Zamknięcie ogródków gastronomicznych o północy od piątku do niedzieli i o godz. 22 — w pozostałe dni. To właśnie te propozycje wzbudziły duże kontrowersje wśród właścicieli pubów i restauracji. Ale sama próba uregulowania tej kwestii nie powinna dziwić. Na podobne rozwiązania decydują się inne miasta. Na obszarze nowego Parku Kulturowego Kazimierza i Stradomia w Krakowie ogródki mogą działać do 22 od niedzieli do czwartku oraz od piątku do soboty do 24. Warto natomiast dyskutować — jakie godziny będą najlepszym rozwiązaniem. Kompromis, choć trudny, jest możliwy. Na Starym Mieście w Poznaniu ogródki są otwarte do północy w tygodniu i do 2 w nocy w weekendy (mieszkańcy postulowali o zamykanie w weekendy o godz. 22, restauratorzy zaś – o godz. 5 rano).

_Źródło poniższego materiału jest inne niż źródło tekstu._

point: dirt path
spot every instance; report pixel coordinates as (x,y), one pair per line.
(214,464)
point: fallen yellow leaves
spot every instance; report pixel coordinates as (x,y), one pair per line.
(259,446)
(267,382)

Z końcem roku, gdy wyłożono projekt uchwały o Parku Kulturowym, przedstawiciele miasta zaznaczali: „W kolejnym etapie konsultacji wspólnie będziemy pracować nad takim kształtem uchwały, który w możliwie najlepszy sposób pogodzi oczekiwania, potrzeby i interesy wszystkich zaangażowanych stron” [oficjalny portal miasta Gdańska].
Trudno zrozumieć, dlaczego miasto z zapowiedzi godzenia interesów przeszło do odłożenia projektu na półkę. Bo, nie ma się co oszukiwać, nawet jeśli temat Parku Kulturowego powróci — miną następne lata. A do tego czasu kolejne mieszkania zostaną przerobione na lokale z Airbnb.
****
Projekt uchwały o Parku Kulturowym proponował między innymi:
- zakaz sprzedaży obnośnej lub obwoźnej,
- zakaz prowadzenia działalności usługowej o charakterze erotycznym (w tym kluby go-go, agencje towarzyskie, taniec erotyczny, striptiz),
- zakaz „naganiaczy” poza miejscem prowadzenia działalności (dotyczy to zarówno restauratorów, jak i klubów go-go),
- sezonowe stoiska handlowe dla artystów plastyków i rzemieślników, dostępne wyłącznie dla dysponujących identyfikatorem uzyskanym od miasta,
- ograniczenie działalności ogródków gastronomicznych: w piątki i weekendy do północy, w pozostałe dni do godz. 22.00,
- zakaz umieszczania stoisk handlowych w świetle przejść bram, m.in. Żuraw, Zielona Brama, Złota Brama, Brama Mariacka, Brama Stągiewna,
- zakaz parkowania pojazdów w odległości mniejszej niż 10 m od zewnętrznych ścian najważniejszych zabytków (m.in. Bazylika Mariacka, Wielka Zbrojownia, Baszta Jacek).